This package implements an HTTP service for PPRL based on Bloom filters. It covers the preprocessing and masking of records, as well as matching on masked records. The service is built with FastAPI.
The service exposes each of the aforementioned steps as an endpoint each. Their behavior is freely configurable.
/transform enables preprocessing of records using a variety of transformers that can be applied to record fields.
These transformers can be applied to all attributes ("globally") or to single attributes.
import httpx
r = httpx.post("http://localhost:8000/transform/", json={
"config": {
"empty_value": "error"
},
"entities": [
{
"id": "001",
"attributes": {
"given_name": "John",
"last_name": "Doe",
"date_of_birth": "05.06.1978",
"gender": "male"
}
}
],
"global_transformers": {
"before": [
{
"name": "normalization"
}
]
},
"attribute_transformers": [
{
"attribute_name": "date_of_birth",
"transformers": [
{
"name": "date_time",
"input_format": "%d.%m.%Y",
"output_format": "%Y-%m-%d"
}
]
},
{
"attribute_name": "gender",
"transformers": [
{
"mapping": {
"male": "m",
"female": "f"
},
"default_value": "x"
}
]
}
]
})
assert r.status_code == 200
print(r.json()["entities"][0])
# => {'id': '001', 'attributes': {'given_name': 'john', 'last_name': 'doe', 'date_of_birth': '1978-06-05', 'gender': 'm'}}/mask enables masking of records based on Bloom filter techniques.

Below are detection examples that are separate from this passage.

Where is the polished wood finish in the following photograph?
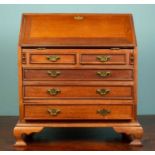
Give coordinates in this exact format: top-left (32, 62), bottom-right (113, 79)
top-left (23, 68), bottom-right (133, 81)
top-left (14, 14), bottom-right (143, 146)
top-left (19, 14), bottom-right (136, 47)
top-left (23, 84), bottom-right (133, 99)
top-left (24, 104), bottom-right (133, 121)
top-left (0, 115), bottom-right (155, 151)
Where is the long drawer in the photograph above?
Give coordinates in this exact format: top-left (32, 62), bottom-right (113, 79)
top-left (22, 49), bottom-right (133, 66)
top-left (23, 68), bottom-right (133, 80)
top-left (23, 85), bottom-right (133, 99)
top-left (24, 105), bottom-right (133, 120)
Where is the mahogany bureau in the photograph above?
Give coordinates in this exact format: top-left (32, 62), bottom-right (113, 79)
top-left (14, 14), bottom-right (143, 146)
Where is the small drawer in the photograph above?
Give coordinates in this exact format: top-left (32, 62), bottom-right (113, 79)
top-left (24, 85), bottom-right (133, 99)
top-left (24, 104), bottom-right (133, 120)
top-left (30, 54), bottom-right (75, 64)
top-left (80, 49), bottom-right (131, 65)
top-left (23, 49), bottom-right (76, 65)
top-left (23, 68), bottom-right (133, 81)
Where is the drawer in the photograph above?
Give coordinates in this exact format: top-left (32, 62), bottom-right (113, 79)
top-left (80, 49), bottom-right (132, 65)
top-left (23, 69), bottom-right (133, 80)
top-left (22, 48), bottom-right (76, 65)
top-left (23, 85), bottom-right (133, 99)
top-left (30, 54), bottom-right (76, 64)
top-left (24, 104), bottom-right (133, 120)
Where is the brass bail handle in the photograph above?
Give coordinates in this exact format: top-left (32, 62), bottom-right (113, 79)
top-left (47, 108), bottom-right (61, 116)
top-left (47, 55), bottom-right (60, 62)
top-left (74, 16), bottom-right (84, 20)
top-left (96, 71), bottom-right (111, 78)
top-left (96, 55), bottom-right (111, 62)
top-left (47, 88), bottom-right (61, 96)
top-left (96, 109), bottom-right (111, 116)
top-left (47, 70), bottom-right (61, 78)
top-left (96, 89), bottom-right (110, 96)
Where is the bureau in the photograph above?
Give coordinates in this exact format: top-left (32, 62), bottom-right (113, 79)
top-left (14, 14), bottom-right (143, 146)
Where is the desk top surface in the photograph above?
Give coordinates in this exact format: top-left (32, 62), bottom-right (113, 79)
top-left (19, 14), bottom-right (136, 47)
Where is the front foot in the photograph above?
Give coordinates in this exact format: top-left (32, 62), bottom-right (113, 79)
top-left (114, 125), bottom-right (143, 146)
top-left (13, 126), bottom-right (43, 146)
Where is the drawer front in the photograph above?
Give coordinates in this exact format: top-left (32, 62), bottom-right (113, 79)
top-left (81, 54), bottom-right (127, 65)
top-left (80, 49), bottom-right (132, 65)
top-left (24, 85), bottom-right (133, 99)
top-left (30, 54), bottom-right (76, 65)
top-left (23, 69), bottom-right (133, 80)
top-left (24, 105), bottom-right (133, 120)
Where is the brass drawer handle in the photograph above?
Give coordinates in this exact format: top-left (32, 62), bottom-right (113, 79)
top-left (48, 109), bottom-right (61, 116)
top-left (96, 71), bottom-right (111, 77)
top-left (74, 16), bottom-right (84, 20)
top-left (47, 88), bottom-right (61, 96)
top-left (96, 55), bottom-right (111, 62)
top-left (47, 55), bottom-right (60, 62)
top-left (97, 109), bottom-right (111, 116)
top-left (96, 89), bottom-right (110, 96)
top-left (47, 70), bottom-right (61, 78)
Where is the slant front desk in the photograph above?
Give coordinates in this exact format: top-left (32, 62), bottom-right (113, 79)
top-left (14, 14), bottom-right (143, 146)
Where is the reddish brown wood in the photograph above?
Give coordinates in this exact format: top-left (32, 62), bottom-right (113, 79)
top-left (14, 14), bottom-right (143, 145)
top-left (23, 83), bottom-right (133, 99)
top-left (0, 115), bottom-right (155, 151)
top-left (19, 14), bottom-right (136, 47)
top-left (25, 104), bottom-right (133, 120)
top-left (23, 68), bottom-right (133, 81)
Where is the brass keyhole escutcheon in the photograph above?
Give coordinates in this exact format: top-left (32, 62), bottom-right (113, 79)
top-left (47, 55), bottom-right (60, 62)
top-left (96, 55), bottom-right (111, 62)
top-left (47, 108), bottom-right (61, 116)
top-left (96, 71), bottom-right (111, 78)
top-left (47, 70), bottom-right (61, 78)
top-left (96, 89), bottom-right (110, 96)
top-left (47, 88), bottom-right (61, 96)
top-left (97, 109), bottom-right (111, 116)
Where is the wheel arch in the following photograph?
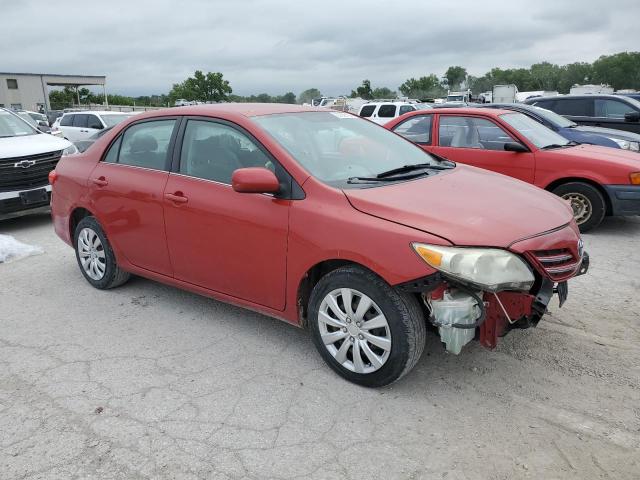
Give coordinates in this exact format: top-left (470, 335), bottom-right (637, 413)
top-left (544, 177), bottom-right (613, 216)
top-left (296, 258), bottom-right (380, 328)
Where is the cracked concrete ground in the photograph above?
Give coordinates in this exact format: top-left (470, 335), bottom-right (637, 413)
top-left (0, 216), bottom-right (640, 480)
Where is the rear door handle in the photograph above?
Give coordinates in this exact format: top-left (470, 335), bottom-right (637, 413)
top-left (92, 177), bottom-right (109, 187)
top-left (164, 192), bottom-right (189, 203)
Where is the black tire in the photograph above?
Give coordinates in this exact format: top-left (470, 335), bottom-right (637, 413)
top-left (308, 265), bottom-right (426, 387)
top-left (553, 182), bottom-right (607, 232)
top-left (73, 216), bottom-right (131, 290)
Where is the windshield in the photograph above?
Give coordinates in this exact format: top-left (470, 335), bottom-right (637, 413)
top-left (254, 112), bottom-right (442, 188)
top-left (102, 114), bottom-right (130, 127)
top-left (531, 106), bottom-right (577, 128)
top-left (500, 113), bottom-right (570, 148)
top-left (0, 110), bottom-right (38, 137)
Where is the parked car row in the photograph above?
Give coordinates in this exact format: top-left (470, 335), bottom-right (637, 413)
top-left (49, 104), bottom-right (598, 386)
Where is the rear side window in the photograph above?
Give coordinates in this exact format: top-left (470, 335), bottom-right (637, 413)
top-left (595, 99), bottom-right (635, 120)
top-left (400, 105), bottom-right (415, 115)
top-left (553, 98), bottom-right (593, 117)
top-left (393, 115), bottom-right (431, 145)
top-left (378, 105), bottom-right (396, 118)
top-left (116, 119), bottom-right (176, 170)
top-left (73, 113), bottom-right (89, 128)
top-left (360, 105), bottom-right (376, 117)
top-left (60, 115), bottom-right (75, 127)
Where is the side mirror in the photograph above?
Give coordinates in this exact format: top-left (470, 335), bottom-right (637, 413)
top-left (504, 142), bottom-right (529, 153)
top-left (231, 167), bottom-right (280, 193)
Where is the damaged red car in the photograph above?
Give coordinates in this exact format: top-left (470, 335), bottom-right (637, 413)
top-left (50, 104), bottom-right (588, 387)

It supports a variety of encoding and hardening methods, as well as control over various bit vector generation
parameters.
import httpx
r = httpx.post("http://localhost:8000/mask/", json={
"config": {
"token_size": 2,
"hash": {
"function": {
"algorithms": ["sha1"],
"key": "s3cr3t_k3y"
},
"strategy": {
"name": "random_hash"
}
},
"filter": {
"type": "clk",
"filter_size": 512,
"hash_values": 5
},
"prepend_attribute_name": True,
"padding": "_",
"hardeners": [
{
"name": "rehash",
"window_size": 8,
"window_step": 4,
"samples": 2
}
]
},
"entities": [
{
"id": "001",
"attributes": {
"given_name": "jon",
"last_name": "doe",
"date_of_birth": "1978.06.05",
"gender": "m"
}
}
],
"attributes": [
{
"attribute_name": "given_name",
"salt": {
"value": "my_s33d"
}
}
]
})
assert r.status_code == 200
print(r.json()["entities"][0])
# => {'id': '001', 'value': 'RBDAZOkBgFOKMQGGBAJxDSfAQKCAGADyqbB+bQu6cjIkc58MJEgqBbCVgwGCoTSTA6WJA4IDkQEgEQYshQEgLA=='}/match enables the computation of similarities between bit vector pairs.
It implements the Dice coefficient, Jaccard index and Cosine similarity as available measures.
import httpx
r = httpx.post("http://localhost:8000/match/", json={
"config": {
"measure": "jaccard",
"threshold": 0.7
},
"domain": [
{
"id": "D001",
"value": "RBDAZOkBgFOKMQGGBAJxDSfAQKCAGADyqbB+bQu6cjIkc58MJEgqBbCVgwGCoTSTA6WJA4IDkQEgEQYshQEgLA=="
},
{
"id": "D002",
"value": "wsJiLptLjVHKvcoMZIR7NS3JaikIMNJiaqRKPOKaZMQEcjsp4ShuEVqSiRU0jTQWB6FIgSKikAAgEW7kpXNMsw=="
}
],
"range": [
{
"id": "R001",
"value": "AZCMTgvQAUPImaYEaNdzBwXDGHHEDAM+pJH0L5DWdWgUY/4IJkluETLACSGytaDWA7UwhSKSUQBAEIQstQXUXA=="
},
{
"id": "R002",
"value": "QBBAYOEBgFOKMREGBAZxDSfAQKGEEAJyydB4bQO6dl4gc58EJEgiAZCVgwGCoDSXA6GIA4ODkQEgEAQEhQAgJA=="
}
]
})
assert r.status_code == 200
print(r.json()["matches"])
# => [{'domain': {'id': 'D001', 'value': 'RBDAZOkBgFOKMQGGBAJxDSfAQKCAGADyqbB+bQu6cjIkc58MJEgqBbCVgwGCoTSTA6WJA4IDkQEgEQYshQEgLA=='}, 'range': {'id': 'R002', 'value': 'QBBAYOEBgFOKMREGBAZxDSfAQKGEEAJyydB4bQO6dl4gc58EJEgiAZCVgwGCoDSXA6GIA4ODkQEgEAQEhQAgJA=='}, 'similarity': 0.7771739130434783}]MIT.